Sprung as in spring, but if I said spring then you'd think Spring so I saved you a fake out.
This is slice, slice, slice, turn the potato and slice between slices, and then I realized I have a machine that does this in one continuous spiral but it pulls out a potato plug from the center and when it comes to eating it turns out one long continuous potato spiral is not all that fun to eat.
I thought it would be.
But it is not.
You do not mess with excellent hamburger. Colorado beef. Dry aged.
Another one of those excellent things that comes by way of deprivation, by accident, by people being lazy or stupid or all of those things. Think of the most banal thing possible and that is how excellent things are discovered and how mankind advances. Then forgotten. This is why Tony's butchers with their Colorado prime beef and Wagyu and such cannot beat Oliver's.
Joe said, "It isn't rocket science."
?
"Those guys up in Montana didn't have freezers. They had to store all that meat someplace. They hung it up in the barn, and boom, aged beef."
Why Montana by way of example is not clear but his point supports my own so no argument here.
Really not messed with. No sauce, no chile, no garlic, so not-messed-with that it is seared on one side only, the other side protected by sweet onion. The onion is fried on that side but the meat is not.
Not even salt. Never salt on any steak while frying. This is contrary to what you might officially learn. Dry rubs on roasts with salt are okay, but not on steaks nor hamburgers. The reason is because salt pulls out moisture, salt on the surface pulls moisture to the surface where it is seared off. So don't do that.

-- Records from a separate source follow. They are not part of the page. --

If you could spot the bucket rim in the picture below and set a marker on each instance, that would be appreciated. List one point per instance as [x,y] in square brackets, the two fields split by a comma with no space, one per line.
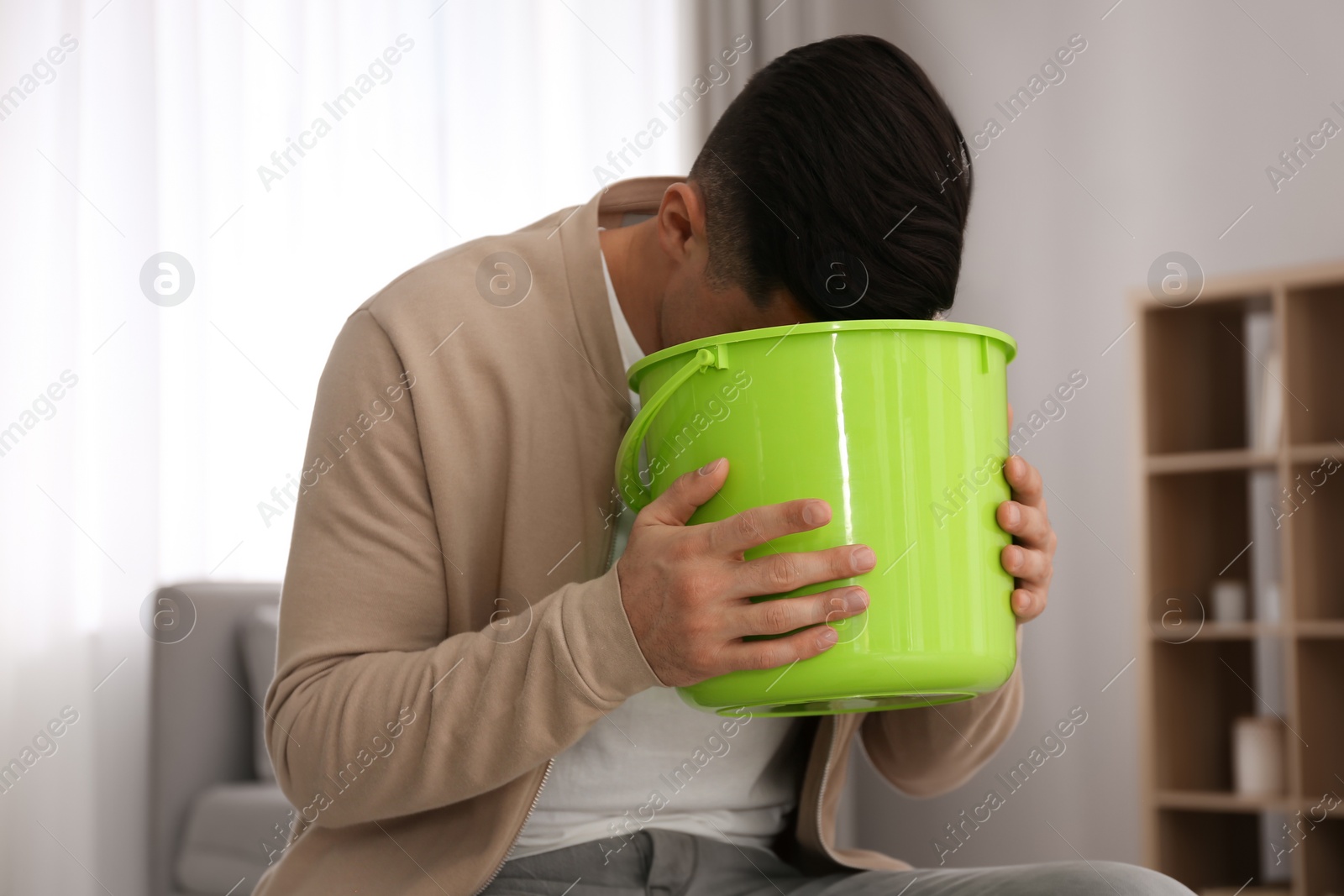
[642,365]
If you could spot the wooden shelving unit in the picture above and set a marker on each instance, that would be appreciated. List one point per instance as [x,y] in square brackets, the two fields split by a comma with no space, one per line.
[1200,458]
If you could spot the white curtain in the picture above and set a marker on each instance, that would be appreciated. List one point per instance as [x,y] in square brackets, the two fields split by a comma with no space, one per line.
[139,438]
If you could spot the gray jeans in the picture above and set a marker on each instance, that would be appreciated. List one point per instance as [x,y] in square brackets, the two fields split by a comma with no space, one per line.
[664,862]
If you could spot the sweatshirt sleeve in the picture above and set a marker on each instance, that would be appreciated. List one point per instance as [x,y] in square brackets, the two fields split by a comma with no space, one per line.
[369,685]
[931,750]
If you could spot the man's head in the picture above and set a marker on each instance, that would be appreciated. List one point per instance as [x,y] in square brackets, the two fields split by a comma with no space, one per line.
[837,186]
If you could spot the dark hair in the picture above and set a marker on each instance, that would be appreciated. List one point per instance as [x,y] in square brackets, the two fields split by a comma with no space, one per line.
[813,165]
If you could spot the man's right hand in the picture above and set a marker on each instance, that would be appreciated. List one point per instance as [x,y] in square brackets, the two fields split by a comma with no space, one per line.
[687,589]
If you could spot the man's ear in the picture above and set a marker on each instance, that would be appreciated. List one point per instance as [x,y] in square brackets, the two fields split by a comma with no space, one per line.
[682,222]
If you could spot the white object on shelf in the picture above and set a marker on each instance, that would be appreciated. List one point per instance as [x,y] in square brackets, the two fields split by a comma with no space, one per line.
[1263,394]
[1272,403]
[1258,755]
[1229,600]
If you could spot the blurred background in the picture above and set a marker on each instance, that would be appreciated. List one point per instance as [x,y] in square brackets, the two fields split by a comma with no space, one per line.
[132,128]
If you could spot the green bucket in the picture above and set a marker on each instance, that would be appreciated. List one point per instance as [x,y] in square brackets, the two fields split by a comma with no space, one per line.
[902,426]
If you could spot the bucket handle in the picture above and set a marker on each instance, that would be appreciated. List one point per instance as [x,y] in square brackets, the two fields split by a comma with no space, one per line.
[628,456]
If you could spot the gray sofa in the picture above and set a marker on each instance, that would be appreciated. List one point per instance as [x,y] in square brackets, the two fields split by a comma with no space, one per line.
[214,806]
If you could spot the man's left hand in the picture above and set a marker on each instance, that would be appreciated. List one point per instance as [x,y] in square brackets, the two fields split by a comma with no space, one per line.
[1030,558]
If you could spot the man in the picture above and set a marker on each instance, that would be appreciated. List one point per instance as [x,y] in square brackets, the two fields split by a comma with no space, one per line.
[470,696]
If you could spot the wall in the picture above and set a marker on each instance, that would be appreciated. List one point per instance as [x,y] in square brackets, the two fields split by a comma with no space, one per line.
[1156,140]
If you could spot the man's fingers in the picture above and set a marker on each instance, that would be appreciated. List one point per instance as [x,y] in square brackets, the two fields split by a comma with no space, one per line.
[1032,567]
[689,492]
[781,652]
[786,614]
[1027,523]
[1027,605]
[732,537]
[780,573]
[1025,479]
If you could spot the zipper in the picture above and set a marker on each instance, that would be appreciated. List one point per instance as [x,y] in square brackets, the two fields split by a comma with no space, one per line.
[550,763]
[611,551]
[822,790]
[514,846]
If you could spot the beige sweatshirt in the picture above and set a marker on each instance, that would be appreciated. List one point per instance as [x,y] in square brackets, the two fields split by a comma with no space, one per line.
[445,624]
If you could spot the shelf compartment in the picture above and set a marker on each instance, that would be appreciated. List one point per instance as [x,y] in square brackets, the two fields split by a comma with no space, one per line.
[1314,508]
[1320,674]
[1315,403]
[1323,853]
[1195,378]
[1216,801]
[1198,530]
[1205,849]
[1209,461]
[1200,688]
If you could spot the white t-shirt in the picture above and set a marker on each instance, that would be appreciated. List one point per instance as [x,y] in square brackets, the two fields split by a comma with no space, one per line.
[655,762]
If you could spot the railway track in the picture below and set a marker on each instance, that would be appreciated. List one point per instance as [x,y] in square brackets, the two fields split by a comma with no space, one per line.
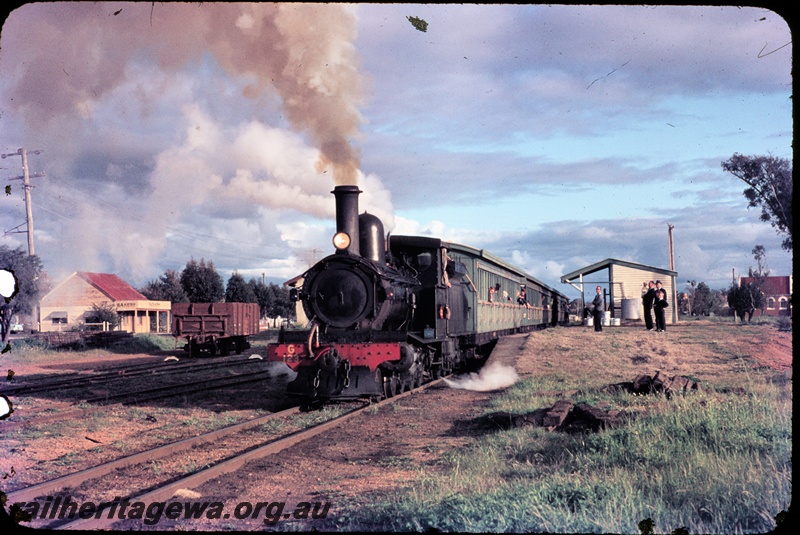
[140,396]
[79,380]
[168,488]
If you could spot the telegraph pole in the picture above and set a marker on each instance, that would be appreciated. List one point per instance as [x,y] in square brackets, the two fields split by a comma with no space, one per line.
[26,182]
[670,226]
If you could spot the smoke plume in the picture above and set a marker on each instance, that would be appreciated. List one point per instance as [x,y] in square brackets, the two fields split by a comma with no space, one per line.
[493,376]
[177,151]
[303,52]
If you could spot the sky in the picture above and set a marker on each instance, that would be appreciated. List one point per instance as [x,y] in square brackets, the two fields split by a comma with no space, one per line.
[551,136]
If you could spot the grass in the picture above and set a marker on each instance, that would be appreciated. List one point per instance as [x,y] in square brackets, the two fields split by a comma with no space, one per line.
[718,460]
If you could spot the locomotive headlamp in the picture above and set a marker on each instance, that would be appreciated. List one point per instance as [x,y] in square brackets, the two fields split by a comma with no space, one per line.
[341,241]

Then let it rest. A while. An uncomfortable while. I get it, you're hungry, but the steak or hamburger must rest.
Why?
The meat fibers are denatured and wrung tight like a mop by high heat. Allowing the meat to relax means allowing the individual meat-fibers to relax and like a mop that relaxes it will then absorb back the juice it squeezed out and did not fry off because you wisely avoided adding salt to the surface until serving.